Our client was a leading thoroughbred racehorse owner who buys horses at claiming races at thoroughbred racetracks throughout the country. His ability to race these horses was restricted by what are commonly referred to as “claiming jail” regulations, which in certain states require purchasers of claiming race horses to only race those horses, for a period of time, at the track from which they were purchased or at other tracks within that same state.
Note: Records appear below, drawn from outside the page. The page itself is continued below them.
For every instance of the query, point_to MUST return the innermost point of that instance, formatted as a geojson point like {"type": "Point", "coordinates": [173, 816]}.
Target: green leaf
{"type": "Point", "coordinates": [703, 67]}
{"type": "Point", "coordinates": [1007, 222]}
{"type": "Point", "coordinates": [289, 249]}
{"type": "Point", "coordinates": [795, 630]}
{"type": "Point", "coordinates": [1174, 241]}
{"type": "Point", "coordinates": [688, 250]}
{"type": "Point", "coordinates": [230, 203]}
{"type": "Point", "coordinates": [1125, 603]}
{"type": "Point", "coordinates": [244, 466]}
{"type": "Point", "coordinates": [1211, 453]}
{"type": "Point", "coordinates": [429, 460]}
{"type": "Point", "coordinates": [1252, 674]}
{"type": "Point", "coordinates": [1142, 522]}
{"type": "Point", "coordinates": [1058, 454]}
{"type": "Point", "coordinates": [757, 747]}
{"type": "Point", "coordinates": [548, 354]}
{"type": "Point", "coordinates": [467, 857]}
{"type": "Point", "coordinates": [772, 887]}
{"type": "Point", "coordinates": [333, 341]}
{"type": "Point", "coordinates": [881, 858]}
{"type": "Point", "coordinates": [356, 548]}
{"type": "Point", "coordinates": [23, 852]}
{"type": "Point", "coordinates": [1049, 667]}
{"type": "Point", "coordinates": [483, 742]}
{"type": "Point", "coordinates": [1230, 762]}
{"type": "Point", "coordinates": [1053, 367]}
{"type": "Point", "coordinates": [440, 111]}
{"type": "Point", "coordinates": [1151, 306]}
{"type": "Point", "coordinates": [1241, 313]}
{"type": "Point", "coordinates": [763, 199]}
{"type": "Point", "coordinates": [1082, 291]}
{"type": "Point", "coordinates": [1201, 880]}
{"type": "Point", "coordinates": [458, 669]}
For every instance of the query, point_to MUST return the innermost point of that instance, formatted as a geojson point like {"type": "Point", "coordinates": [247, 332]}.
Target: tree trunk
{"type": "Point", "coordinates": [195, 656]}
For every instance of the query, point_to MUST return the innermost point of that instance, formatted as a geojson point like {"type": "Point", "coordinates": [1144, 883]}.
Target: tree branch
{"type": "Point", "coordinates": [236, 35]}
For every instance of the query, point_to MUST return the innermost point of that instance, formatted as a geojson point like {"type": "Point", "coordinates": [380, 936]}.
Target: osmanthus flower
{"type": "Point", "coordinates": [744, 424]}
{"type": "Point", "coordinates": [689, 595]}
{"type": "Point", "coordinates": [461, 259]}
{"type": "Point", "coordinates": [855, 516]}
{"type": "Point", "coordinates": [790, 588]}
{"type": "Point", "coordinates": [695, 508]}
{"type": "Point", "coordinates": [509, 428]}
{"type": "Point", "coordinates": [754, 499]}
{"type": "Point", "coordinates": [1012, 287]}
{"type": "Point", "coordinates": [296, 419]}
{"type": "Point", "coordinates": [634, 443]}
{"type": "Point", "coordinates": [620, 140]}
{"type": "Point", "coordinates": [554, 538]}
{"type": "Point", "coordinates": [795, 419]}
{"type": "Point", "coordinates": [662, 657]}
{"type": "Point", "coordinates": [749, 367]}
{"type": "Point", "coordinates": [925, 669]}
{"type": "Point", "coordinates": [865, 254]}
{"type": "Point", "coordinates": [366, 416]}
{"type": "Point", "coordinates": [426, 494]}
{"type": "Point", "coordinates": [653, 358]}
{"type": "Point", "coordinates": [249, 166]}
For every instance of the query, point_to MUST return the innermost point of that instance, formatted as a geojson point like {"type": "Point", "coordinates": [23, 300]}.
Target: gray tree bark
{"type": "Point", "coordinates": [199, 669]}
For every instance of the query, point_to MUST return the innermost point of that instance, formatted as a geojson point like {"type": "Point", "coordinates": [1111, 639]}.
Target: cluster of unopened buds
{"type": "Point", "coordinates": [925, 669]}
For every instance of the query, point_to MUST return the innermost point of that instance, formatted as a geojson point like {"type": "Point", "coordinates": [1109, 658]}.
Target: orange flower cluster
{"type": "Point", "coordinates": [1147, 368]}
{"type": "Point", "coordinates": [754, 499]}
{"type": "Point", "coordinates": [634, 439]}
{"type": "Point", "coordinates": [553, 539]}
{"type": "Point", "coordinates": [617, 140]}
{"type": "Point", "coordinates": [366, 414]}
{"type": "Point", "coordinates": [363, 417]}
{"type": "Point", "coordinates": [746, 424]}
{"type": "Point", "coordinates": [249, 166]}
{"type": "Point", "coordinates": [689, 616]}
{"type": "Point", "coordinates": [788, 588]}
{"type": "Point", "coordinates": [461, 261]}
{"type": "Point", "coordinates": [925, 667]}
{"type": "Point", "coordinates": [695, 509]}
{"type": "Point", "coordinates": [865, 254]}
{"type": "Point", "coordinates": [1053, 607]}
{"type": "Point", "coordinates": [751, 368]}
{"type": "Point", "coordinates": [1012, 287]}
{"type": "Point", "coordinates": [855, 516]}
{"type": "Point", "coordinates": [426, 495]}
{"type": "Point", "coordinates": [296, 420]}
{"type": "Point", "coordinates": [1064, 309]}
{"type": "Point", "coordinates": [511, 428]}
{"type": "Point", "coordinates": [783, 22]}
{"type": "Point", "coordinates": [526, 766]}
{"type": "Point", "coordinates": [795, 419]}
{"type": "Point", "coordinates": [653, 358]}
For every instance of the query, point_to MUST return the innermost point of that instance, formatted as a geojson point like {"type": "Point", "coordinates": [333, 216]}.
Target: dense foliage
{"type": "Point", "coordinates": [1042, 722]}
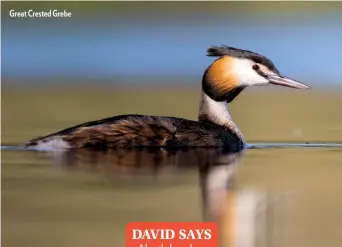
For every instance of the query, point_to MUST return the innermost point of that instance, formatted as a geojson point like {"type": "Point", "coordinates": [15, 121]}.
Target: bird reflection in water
{"type": "Point", "coordinates": [215, 166]}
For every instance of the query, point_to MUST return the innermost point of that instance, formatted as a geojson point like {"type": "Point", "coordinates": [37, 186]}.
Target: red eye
{"type": "Point", "coordinates": [255, 67]}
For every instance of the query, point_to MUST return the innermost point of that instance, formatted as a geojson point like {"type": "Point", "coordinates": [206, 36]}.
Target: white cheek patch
{"type": "Point", "coordinates": [245, 73]}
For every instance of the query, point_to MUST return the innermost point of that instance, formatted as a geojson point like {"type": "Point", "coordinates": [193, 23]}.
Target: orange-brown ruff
{"type": "Point", "coordinates": [223, 80]}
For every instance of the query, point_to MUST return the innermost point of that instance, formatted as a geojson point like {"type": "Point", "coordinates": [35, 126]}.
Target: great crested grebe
{"type": "Point", "coordinates": [223, 80]}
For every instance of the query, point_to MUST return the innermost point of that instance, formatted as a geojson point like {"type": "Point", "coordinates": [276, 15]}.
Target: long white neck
{"type": "Point", "coordinates": [217, 112]}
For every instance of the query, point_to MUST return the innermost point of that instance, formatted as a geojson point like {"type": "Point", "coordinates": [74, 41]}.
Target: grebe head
{"type": "Point", "coordinates": [236, 69]}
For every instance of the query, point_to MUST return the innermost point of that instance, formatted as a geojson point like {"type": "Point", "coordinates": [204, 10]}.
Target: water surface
{"type": "Point", "coordinates": [83, 199]}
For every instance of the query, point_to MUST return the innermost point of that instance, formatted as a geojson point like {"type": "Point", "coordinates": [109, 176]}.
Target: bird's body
{"type": "Point", "coordinates": [223, 80]}
{"type": "Point", "coordinates": [140, 131]}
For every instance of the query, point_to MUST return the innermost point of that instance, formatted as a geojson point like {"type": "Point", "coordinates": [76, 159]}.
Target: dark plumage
{"type": "Point", "coordinates": [142, 131]}
{"type": "Point", "coordinates": [220, 51]}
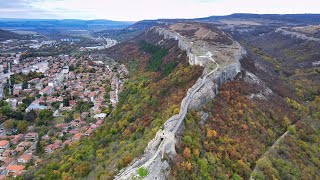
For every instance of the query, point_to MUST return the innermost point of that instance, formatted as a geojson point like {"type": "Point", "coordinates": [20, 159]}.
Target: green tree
{"type": "Point", "coordinates": [22, 126]}
{"type": "Point", "coordinates": [8, 125]}
{"type": "Point", "coordinates": [39, 148]}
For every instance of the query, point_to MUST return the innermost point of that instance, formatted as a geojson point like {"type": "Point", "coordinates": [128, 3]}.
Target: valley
{"type": "Point", "coordinates": [222, 97]}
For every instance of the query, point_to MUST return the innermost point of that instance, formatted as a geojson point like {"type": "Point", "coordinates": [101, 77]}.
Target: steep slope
{"type": "Point", "coordinates": [226, 137]}
{"type": "Point", "coordinates": [152, 94]}
{"type": "Point", "coordinates": [220, 56]}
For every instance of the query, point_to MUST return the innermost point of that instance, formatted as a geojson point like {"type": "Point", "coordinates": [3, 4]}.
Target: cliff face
{"type": "Point", "coordinates": [227, 73]}
{"type": "Point", "coordinates": [221, 63]}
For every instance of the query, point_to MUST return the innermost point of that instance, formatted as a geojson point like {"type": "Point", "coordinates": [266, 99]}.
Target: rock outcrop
{"type": "Point", "coordinates": [221, 64]}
After having unsuccessfully challenged Kentucky’s claiming jail regulations with another law firm, our client asked Frost Brown Todd (FBT) to represent him in challenging claiming jail regulations in Indiana. FBT’s trial team, led by Barry Hunter, brought a constitutional claim under 42 U.S.C. §1983 against the Indiana Horse Racing Commission, contending that Indiana’s claiming jail regulations, which prohibit the owners of horses acquired at Indiana claiming races to race them  in any other states, violated the U.S. Constitution’s Commerce Clause  forbidding states from passing laws/regulations which discriminate against commerce in other states.

Client Benefit

The U.S. District Court for the Northern District of Indiana entered judgment in our client’s favor, finding that Indiana claiming jail regulation was unconstitutional, striking the regulation and awarding our client the attorneys’ fees he incurred in bringing the action.